NEW YORK (TheStreet) -- Shares of Chesapeake Energy Corp. (CHK) were sliding, down 0.59% to $11.05 late morning trading, as both WTI and Brent crude prices slip to trade in the red, according to Bloomberg.
At last check, WTI crude oil for August delivery was down 1.29% to $58.93 a barrel, while Brent crude oil for August delivery was down 1.01% to $62.56 a barrel as of 11:18 a.m. ET today.
Oil prices were down as investors await the outcome of the ongoing Iranian nuclear talks, which could lead to a bump in Iranian crude exports, according to Reuters.
Oklahoma City-based Chesapeake produces natural gas and liquids.
Its exploration and production segment is responsible for finding and producing natural gas, oil and natural gas liquids.
The company owns interests in approximately 47,400 natural gas and oil wells with positions in the resource plays including the Eagle Ford Shale, and the Utica Shale.
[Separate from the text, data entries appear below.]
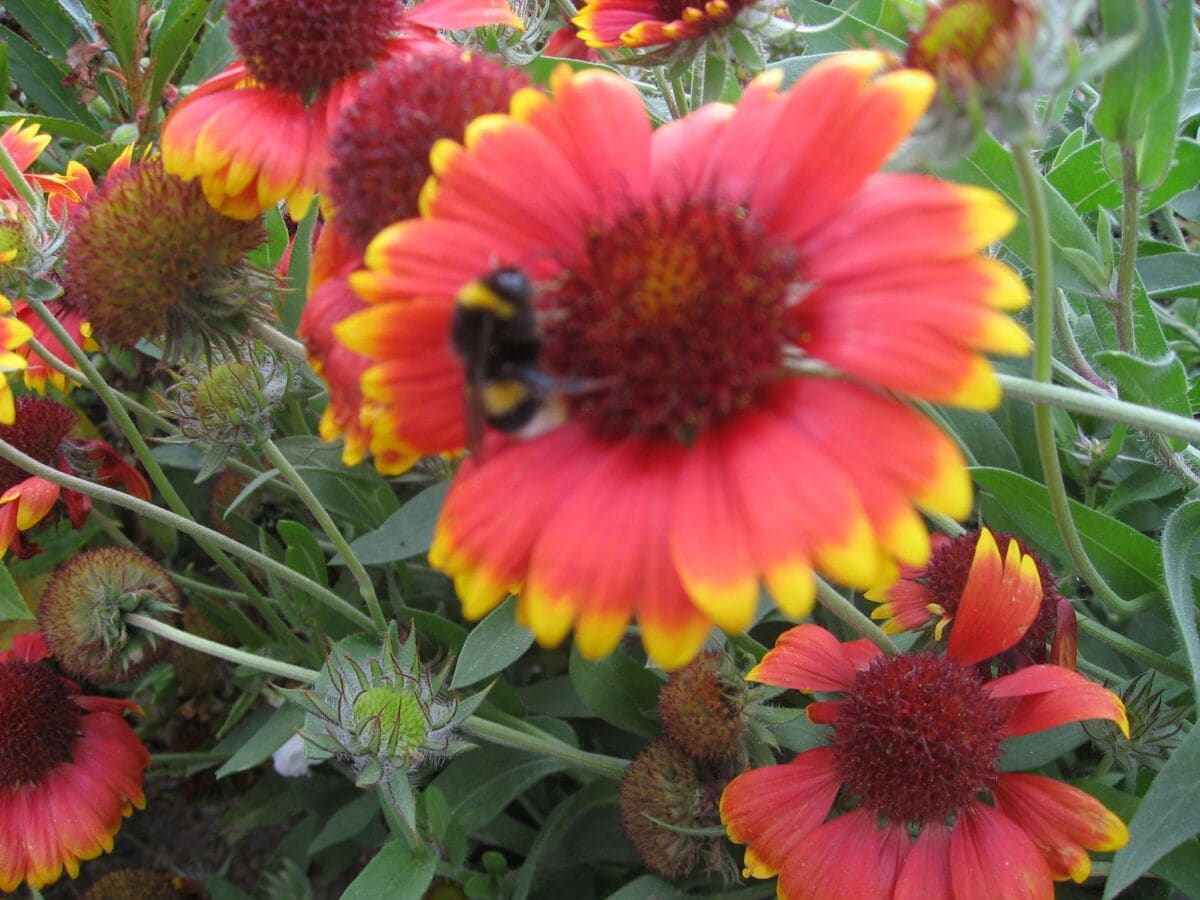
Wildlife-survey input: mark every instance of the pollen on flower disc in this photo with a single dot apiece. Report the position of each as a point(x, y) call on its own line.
point(671, 318)
point(39, 429)
point(379, 150)
point(306, 46)
point(40, 721)
point(917, 738)
point(148, 247)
Separately, TheStreet Ratings team rates CHESAPEAKE ENERGY CORP as a Sell with a ratings score of D. TheStreet Ratings Team has this to say about their recommendation:
"We rate CHESAPEAKE ENERGY CORP (CHK) a SELL. This is driven by several weaknesses, which we believe should have a greater impact than any strengths, and could make it more difficult for investors to achieve positive results compared to most of the stocks we cover. The company's weaknesses can be seen in multiple areas, such as its deteriorating net income, disappointing return on equity, weak operating cash flow, generally disappointing historical performance in the stock itself and feeble growth in its earnings per share."